Fumetsu is in a tough spot, admittedly, because not only was its first episode stellar but it was by definition unique. The nature of the plot is such that it had to be self-contained and apart from the rest of the series. That’s left the three follow-ups just a hair- well, conventional – by contrast. They’re telling a traditional anime story and what’s more, Fushi is a relatively small presence in them. I knew this transition phase was coming but it’s proving to be a little more problematical for me than I expected.
Another issue is that March is undeniably a lot easier to take on the page than she is on screen. I can’t really fault Hikisaka Rie because really, how else is one supposed to play this character? But even so, March as an animated presence who never shuts up is a lot to take. She doesn’t forever dominate the narrative so much but it’s going to be a matter of patience we reach that point. Until then all one can do is try to focus on the positives (because there are still quite a lot of them) and wait for what’s to come.
One thing that definitely happens in this episode is that our view of the world presented by Fumetsu changes quite a bit. Yanome is quite a departure from what we’ve seen so far, first of all. It’s not like it’s a modern technological colossus but it’s clearly quite different from Ninnanah – starting with the fact that at least some of the populace is literate. It also has a reasonable level of pre-industrial technology (and maybe not entirely pre-industrial) and a huge population. It’s a land of wonders for March, and Hayase seems to slip into the role of welcoming tour guide as she shows the rubes the ways of the big city.

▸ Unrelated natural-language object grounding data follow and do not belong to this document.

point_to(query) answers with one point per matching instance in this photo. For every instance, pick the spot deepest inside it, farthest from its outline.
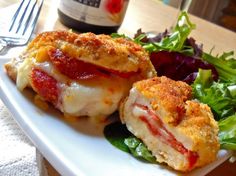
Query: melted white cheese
(136, 97)
(97, 98)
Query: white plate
(77, 148)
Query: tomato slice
(44, 85)
(157, 128)
(80, 70)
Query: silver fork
(22, 25)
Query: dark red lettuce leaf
(178, 66)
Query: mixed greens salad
(213, 79)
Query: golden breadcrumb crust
(118, 54)
(168, 94)
(172, 100)
(199, 124)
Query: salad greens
(213, 79)
(174, 41)
(224, 64)
(218, 95)
(118, 135)
(227, 133)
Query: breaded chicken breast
(80, 74)
(177, 130)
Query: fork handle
(3, 47)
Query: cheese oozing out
(95, 98)
(144, 121)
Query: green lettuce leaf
(139, 150)
(118, 135)
(224, 64)
(227, 134)
(175, 41)
(219, 96)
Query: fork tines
(26, 16)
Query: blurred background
(220, 12)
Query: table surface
(150, 15)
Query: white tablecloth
(18, 156)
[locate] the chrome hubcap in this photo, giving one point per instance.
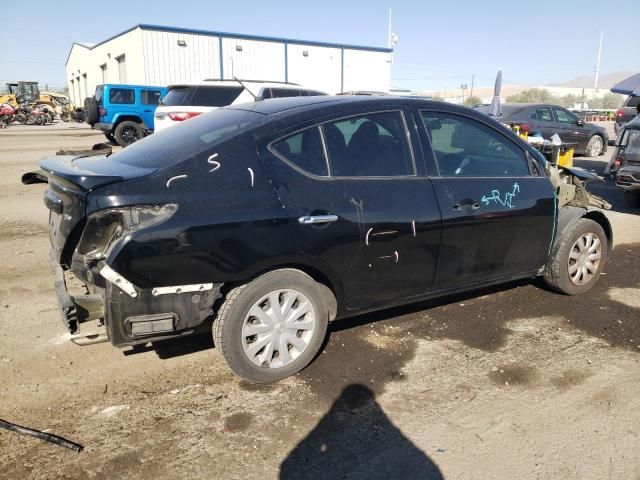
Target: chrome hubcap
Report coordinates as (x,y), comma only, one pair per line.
(584,258)
(596,147)
(278,328)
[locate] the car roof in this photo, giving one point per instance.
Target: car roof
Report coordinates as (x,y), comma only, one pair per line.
(235,83)
(278,105)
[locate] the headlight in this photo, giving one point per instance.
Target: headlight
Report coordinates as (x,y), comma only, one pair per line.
(105,227)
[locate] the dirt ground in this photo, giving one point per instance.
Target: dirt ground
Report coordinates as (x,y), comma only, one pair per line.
(513,382)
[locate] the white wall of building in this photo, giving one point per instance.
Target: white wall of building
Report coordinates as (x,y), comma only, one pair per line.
(319,69)
(253,59)
(157,56)
(367,70)
(172,57)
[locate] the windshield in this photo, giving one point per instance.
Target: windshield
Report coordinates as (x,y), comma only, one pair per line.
(192,137)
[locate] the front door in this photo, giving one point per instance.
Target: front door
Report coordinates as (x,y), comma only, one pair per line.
(361,208)
(498,217)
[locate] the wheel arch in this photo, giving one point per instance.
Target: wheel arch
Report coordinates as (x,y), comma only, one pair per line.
(119,118)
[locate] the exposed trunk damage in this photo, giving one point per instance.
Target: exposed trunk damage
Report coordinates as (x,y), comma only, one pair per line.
(570,185)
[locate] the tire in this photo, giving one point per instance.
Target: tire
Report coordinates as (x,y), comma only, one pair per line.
(232,334)
(91,110)
(110,137)
(557,271)
(595,146)
(128,132)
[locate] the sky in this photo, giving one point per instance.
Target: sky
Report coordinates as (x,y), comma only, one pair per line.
(441,44)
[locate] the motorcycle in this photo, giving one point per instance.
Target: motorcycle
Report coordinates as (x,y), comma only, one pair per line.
(7,115)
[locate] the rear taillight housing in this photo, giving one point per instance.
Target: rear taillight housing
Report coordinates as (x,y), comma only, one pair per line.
(182,116)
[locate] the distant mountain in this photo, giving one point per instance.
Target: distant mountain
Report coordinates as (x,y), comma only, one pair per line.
(605,81)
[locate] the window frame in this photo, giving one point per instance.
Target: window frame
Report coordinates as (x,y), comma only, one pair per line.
(566,111)
(330,176)
(132,90)
(526,154)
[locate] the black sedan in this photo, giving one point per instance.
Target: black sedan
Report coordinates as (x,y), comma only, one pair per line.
(537,118)
(265,221)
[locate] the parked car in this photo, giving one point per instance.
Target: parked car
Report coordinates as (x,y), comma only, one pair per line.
(123,112)
(274,218)
(625,165)
(590,139)
(629,110)
(185,101)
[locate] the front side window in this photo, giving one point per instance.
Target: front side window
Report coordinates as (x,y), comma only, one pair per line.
(370,145)
(150,97)
(543,114)
(564,116)
(304,150)
(121,96)
(465,147)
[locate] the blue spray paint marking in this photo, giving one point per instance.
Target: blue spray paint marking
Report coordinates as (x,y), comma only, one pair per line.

Well, that act is pretty transparent right from the start, so what happens next is no surprise. Just why it would be worth Yanome’s time to continue this elaborate ruse regarding human sacrifice in Ninannah isn’t entirely clear, but they’re well aware that the whole thing is a sham. This is especially grating to Parona, who lost her big sister to the ritual when she was about March’s age (which certainly explains her maternalistic attitude towards the little girl). Perhaps most significantly, Oniguma isn’t some sort of magical beast out of Mononoke Hime after all – he’s just a really big-ass bear with a lot of arrows stuck in him.
I’ll be honest – I assumed Oniguma was dead all along when I first saw this material, but the implication is that he didn’t pass until after being under March’s care in Yanome for a while. Even if Oniguma is natural we know that there is what we would call a supernatural element to this premise, else Fushi wouldn’t exist – what we don’t know is if that element is limited to his existence, or extends to the rest of the world. Oniguma’s death is significant for a number of reasons, most of which should be obvious to anyone who’s watched the first three episodes of the series.
I’m probably being too hard on this arc if I’m honest with myself, because it’s quite good in a very time-honored way. And the anime is adapting things more or less faithfully so far – whatever flaws or merits we see are straight out of the source material. World building involves a lot of heavy lifting and that isn’t always the most gripping or elegant part of a story to watch play out, and if anything I wish Ooima-sensei had blasted through this stage a little faster (and it’s not often you hear me say that). But at least we aren’t limited to one cour in seeing the benefits.